Unfortunately, I don't understand what you are saying. At the moment my class hasn't gone over Lorentz Force (at least I don't think we did) so I don't think that would apply. Also for the problem where would, I start or what value can I get from what I have. Lastly, I looked up Lorentz force and the formula I saw is F = qE + qv × B. which would not be usually since the only values we know are B and V making it have too many unknowns to solve.

You are given $F$. And $q$ is the charge on a proton. The only unknown is $\mathbf E$.

 

[berkeman]

I looked up Lorentz force and the formula I saw is F = qE + qv × B. which would not be usually since the only values we know are B and V making it have too many unknowns to solve.

As @PeroK says, since q is constant (what is the value of q for a proton? What is its mass?), the only unknown is E, which is what you are asked to solve for.

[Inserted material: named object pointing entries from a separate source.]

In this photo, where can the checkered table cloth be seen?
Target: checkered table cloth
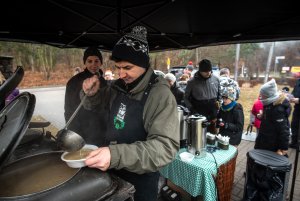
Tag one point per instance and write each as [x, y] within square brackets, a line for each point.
[196, 177]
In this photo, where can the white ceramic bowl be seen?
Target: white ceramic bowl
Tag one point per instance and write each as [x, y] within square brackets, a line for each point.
[80, 162]
[186, 156]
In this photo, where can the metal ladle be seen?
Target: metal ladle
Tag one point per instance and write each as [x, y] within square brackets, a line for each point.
[68, 140]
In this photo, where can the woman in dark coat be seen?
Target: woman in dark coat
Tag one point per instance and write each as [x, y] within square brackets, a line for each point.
[274, 129]
[231, 116]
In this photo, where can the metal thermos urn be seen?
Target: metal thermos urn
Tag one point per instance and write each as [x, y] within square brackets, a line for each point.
[197, 128]
[183, 128]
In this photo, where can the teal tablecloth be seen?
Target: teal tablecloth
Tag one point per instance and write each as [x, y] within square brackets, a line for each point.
[196, 177]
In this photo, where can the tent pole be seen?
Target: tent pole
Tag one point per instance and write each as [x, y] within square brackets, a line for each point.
[295, 166]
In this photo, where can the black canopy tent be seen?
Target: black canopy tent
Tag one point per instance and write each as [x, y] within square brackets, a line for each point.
[171, 24]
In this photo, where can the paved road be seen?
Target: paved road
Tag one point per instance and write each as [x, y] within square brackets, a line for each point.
[50, 104]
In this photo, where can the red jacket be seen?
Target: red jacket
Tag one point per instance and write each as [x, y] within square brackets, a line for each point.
[255, 110]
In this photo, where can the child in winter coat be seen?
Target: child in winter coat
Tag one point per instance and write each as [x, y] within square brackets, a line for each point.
[232, 116]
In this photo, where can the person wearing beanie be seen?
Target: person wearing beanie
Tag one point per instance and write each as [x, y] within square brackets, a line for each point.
[202, 94]
[231, 116]
[295, 116]
[85, 123]
[225, 80]
[175, 88]
[143, 130]
[189, 68]
[274, 128]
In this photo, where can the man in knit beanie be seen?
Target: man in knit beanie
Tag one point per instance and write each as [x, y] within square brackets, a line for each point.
[86, 123]
[274, 129]
[202, 94]
[143, 133]
[175, 88]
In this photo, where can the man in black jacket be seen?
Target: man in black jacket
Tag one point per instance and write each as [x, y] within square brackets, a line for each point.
[296, 115]
[87, 123]
[274, 129]
[175, 89]
[202, 94]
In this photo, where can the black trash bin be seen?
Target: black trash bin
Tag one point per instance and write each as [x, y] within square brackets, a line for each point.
[267, 176]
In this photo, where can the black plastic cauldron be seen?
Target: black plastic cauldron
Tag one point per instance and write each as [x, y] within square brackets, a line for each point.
[45, 176]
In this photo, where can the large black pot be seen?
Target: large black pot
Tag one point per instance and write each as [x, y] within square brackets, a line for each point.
[45, 176]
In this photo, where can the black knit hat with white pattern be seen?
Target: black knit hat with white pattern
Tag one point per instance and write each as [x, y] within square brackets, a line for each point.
[133, 47]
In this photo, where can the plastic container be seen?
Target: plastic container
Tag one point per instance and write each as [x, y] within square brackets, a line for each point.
[77, 163]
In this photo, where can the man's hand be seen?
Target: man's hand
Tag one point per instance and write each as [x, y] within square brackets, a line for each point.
[91, 85]
[294, 100]
[99, 158]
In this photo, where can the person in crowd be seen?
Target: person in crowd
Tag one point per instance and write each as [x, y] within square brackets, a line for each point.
[108, 75]
[77, 70]
[274, 129]
[231, 116]
[225, 80]
[256, 114]
[202, 94]
[189, 68]
[289, 96]
[143, 129]
[86, 123]
[175, 88]
[183, 81]
[296, 115]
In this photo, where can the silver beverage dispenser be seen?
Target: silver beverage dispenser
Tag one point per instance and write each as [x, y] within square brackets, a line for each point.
[183, 128]
[197, 128]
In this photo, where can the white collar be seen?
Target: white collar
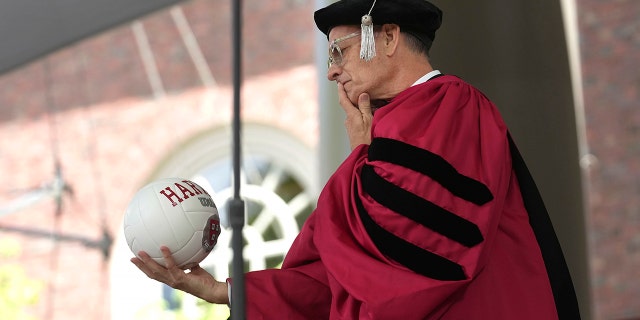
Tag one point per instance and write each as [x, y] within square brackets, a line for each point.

Much of what you wrote for equations in your Post #1 is based on the Lorentz Force equation. Are you comfortable with vector equations and calculating the cross product by using the Right-Hand Rule?

 

[Zero]

You are given $F$. And $q$ is the charge on a proton. The only unknown is $\mathbf E$.

Ok I'm finally understanding what you are trying to say but I still have one more question, wheres the F value in the statement given?

 

[haruspex]

Ok I'm finally understanding what you are trying to say but I still have one more question, wheres the F value in the statement given?

Here: such that the proton does not reflect and travels in a straight path.

 

[Zero]

Here: such that the proton does not reflect and travels in a straight path.

Ok i'll start guessing what it means, tell me if I'm correct, please. F is equal to 0 since the forces are balanced?

 

[haruspex]

Ok i'll start guessing what it means, tell me if I'm correct, please. F is equal to 0 since the forces are balanced?

Right. No acceleration, so no net force.

 

[Zero]

Right. No acceleration, so no net force.

Wow, thanks for the help everyone and sorry for my incompetence physics is not my strongest subject.

 

[berkeman]

Wow, thanks for the help everyone and sorry for my incompetence physics is not my strongest subject.

No worries at all, we are glad to help. We all learned the power of using the Lorentz force equation at some point in our education -- what a great vector (3-D) concept.